5 彼女の歌声
「ふう……っと」
自宅前の長い長い石段を昇りきり、ジョギングを終えたユウは一息をついた。
もうそろそろ、人が動き出す時間だろうか。実際、帰るまでの途中でユウは出勤するサラリーマンやゴミ出しに出かける主婦を何人か見ている。小学生や中学生の姿を見かけなかったのは、きっと春休み中だからだろう。
がらら、と音を立ててユウは自宅の戸を開けた。ぽた、と一滴の汗が滴って玄関に小さなシミを作る。汗ふきタオルで額を拭ったユウはぴしゃりと戸を閉めて、そろりそろりと家の中を進む。
「おはよ、おにーちゃん」
「お、おう……」
が、ユウの努力も虚しく、彼の妹──アイは既に食卓へと着いており、こそこそと逃げようとするユウを目ざとく見つけて明るい笑顔を浮かべていた。
「どしたの、さっさと手洗いうがいして、一緒にご飯食べようよ」
「いや、シャワー浴びてから……」
「お味噌汁冷めちゃうでしょ? それに、洗いものはあたしがするんだから」
「……だな」
ユウは手早く手洗いうがいを済ませ、観念したように妹の前へと──食卓へと着く。

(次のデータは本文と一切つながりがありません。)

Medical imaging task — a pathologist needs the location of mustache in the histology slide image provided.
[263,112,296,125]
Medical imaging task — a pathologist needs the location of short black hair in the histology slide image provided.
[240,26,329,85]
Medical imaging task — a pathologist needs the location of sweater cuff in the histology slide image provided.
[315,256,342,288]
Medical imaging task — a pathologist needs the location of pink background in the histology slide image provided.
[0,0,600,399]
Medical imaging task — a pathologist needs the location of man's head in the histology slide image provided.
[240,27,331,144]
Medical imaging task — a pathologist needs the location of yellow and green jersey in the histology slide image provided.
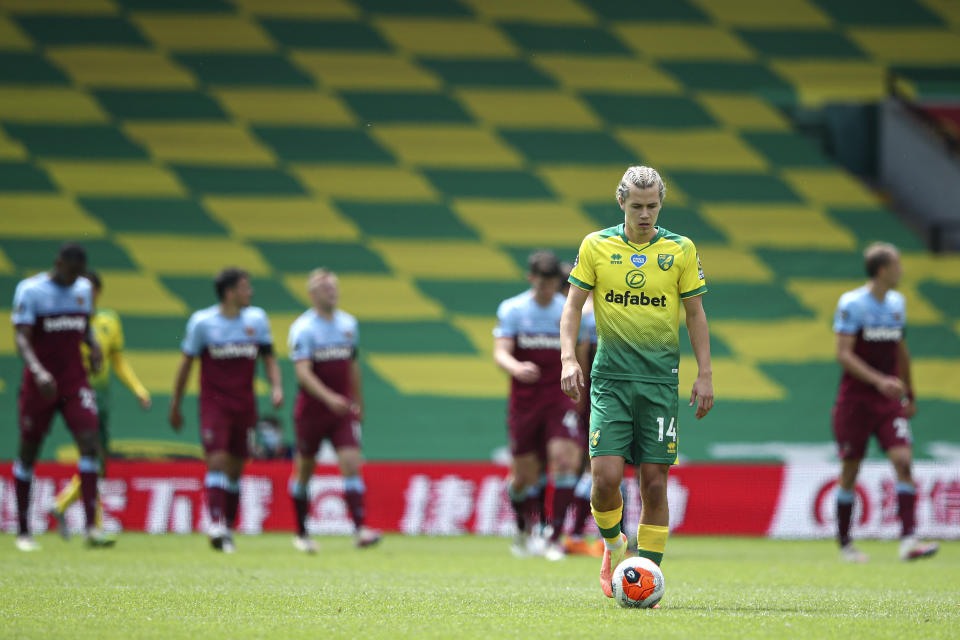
[570,224,707,384]
[81,309,150,399]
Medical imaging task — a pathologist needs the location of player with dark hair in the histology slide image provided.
[289,269,380,553]
[560,166,713,598]
[493,251,585,560]
[50,270,150,540]
[170,268,283,553]
[833,242,938,562]
[12,243,108,551]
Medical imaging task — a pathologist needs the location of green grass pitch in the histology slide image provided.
[0,534,960,640]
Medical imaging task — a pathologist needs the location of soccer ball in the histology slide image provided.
[613,558,664,609]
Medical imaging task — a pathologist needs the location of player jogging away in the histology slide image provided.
[50,271,151,540]
[12,243,109,551]
[493,251,587,560]
[289,268,380,553]
[833,243,938,562]
[170,267,283,553]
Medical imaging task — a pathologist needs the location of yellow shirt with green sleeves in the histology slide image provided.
[570,224,707,384]
[82,309,150,399]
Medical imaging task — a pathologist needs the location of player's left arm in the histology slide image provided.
[350,354,363,421]
[254,309,283,409]
[260,344,283,409]
[683,296,713,419]
[897,338,917,418]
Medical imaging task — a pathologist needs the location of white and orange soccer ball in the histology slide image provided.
[613,558,664,609]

すでにホカホカの銀シャリと焼き魚、それに卵焼きとこだわりのお味噌汁が用意されていた。今日日珍しい、いかにも日本の朝食といったメニューである。
「いただきます」
「いただきます」
手を合わせてから、二人の朝食は始まる。まずはご飯を一口食べて、それからおかずを一口ずつちょこちょこと。焼き魚の骨は大きなものを真っ先に外し、細かいものは面倒くさいとばかりにそのまま飲み込んだ。
「おにーちゃんさ……」
「うん?」
「最近なんか雰囲気違うよね。今日も、気配が──体力の消耗の仕方が違う」
「……」
にひひ、と笑いながらアイはユウを上から見下ろしている。
ユウよりも広い肩幅に、ユウよりも頭半分ほど高い身長。そして──見てはっきりわかるほどの、筋肉質な体。腕は確実にユウより太いし、もしかしたら太腿もユウより太いかもしれない。これで顔だけは年相応の女の子だというのだからタチが悪い。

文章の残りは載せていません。